Qureshi MA, Ali RA, Hunter R. 1995b. Immunomodulatory effects of Spirulina platensis supplementation in chickens. Proc. 44 th Western Poultry Disease Conference , Sacramento, California. 117-121.

Saeki Y., Matsumoto M., Hayashi A., Azuma I., Toyoshima K., Seya T. 2000. The effect of Spirulina hot water extract to the basic immune activation. Summary of paper presented at the 30th Annual Meeting of the Japanese Society for Immunology. November 14-16, 2000.

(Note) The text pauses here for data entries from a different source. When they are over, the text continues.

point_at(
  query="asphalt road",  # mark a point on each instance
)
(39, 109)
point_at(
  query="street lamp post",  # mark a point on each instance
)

Tanaka Y., Matsuguchi H., Katayama T. 1974.Comparative biochemistry of carotenoids in algae_-IV: Carotenoids in Spirulina platensis . Mem . Fac . Fisch. Kagoshima Univ . 23: 111-115.

Tokai Y., et al. 1987.Effects of spirulina on caecum content in rats. Chiba Hygiene College Bulletin . Feb. 1987 Vol. 5, No. 2. Japan.

Yoshida M. and Hoshii H. 1980. Nutritive value of Spirulina , green algae, for poultry feed. Japan Poultry Sci . 17: 27-30.

Summary of the Invention

Given the widespread health promoting properties of both spirulina platensis and astaxanthin, it is clear that there are a number of areas in which the two functions complement each other and a number of areas that complement each other. For example, both products appear to regulate the immune system, with spirulina mainly regulated through water-soluble components and astaxanthin through fat-soluble components. Alternatively, astraxanthin was known to provide antioxidant protection at the cellular level, while spirulina was found not to have this property. In addition, spirulina is known to exhibit antiviral activity through oleophobic components, while astaxanthin discloses novel antiviral activity through lipophilic components.

It is desirable to formulate a product that combines the two supplements to produce improved dietary supplements with a broader range of health promoting properties. That is, as a product composition combining the respective oleophobic and lipophilic components having immune and antiviral properties, it can simultaneously provide antiviral activity, immune system support and cellular protection. Such compositions are of considerable value to healthy humans and those with weak health, particularly HIV infected humans.

Preferred forms of dry spirulina or biomass for use in such compositions are derived from spirulina, which is produced in a closed system and dried at low temperatures to minimize damage to sensitive components. It is also desirable to add selenium to the culture medium during spirulina growth to increase the organic bound selenium concentration of the dry biomass. In some countries where the sale of selenium supplemented spirulina is legally prohibited, selenium can be added directly during formulation.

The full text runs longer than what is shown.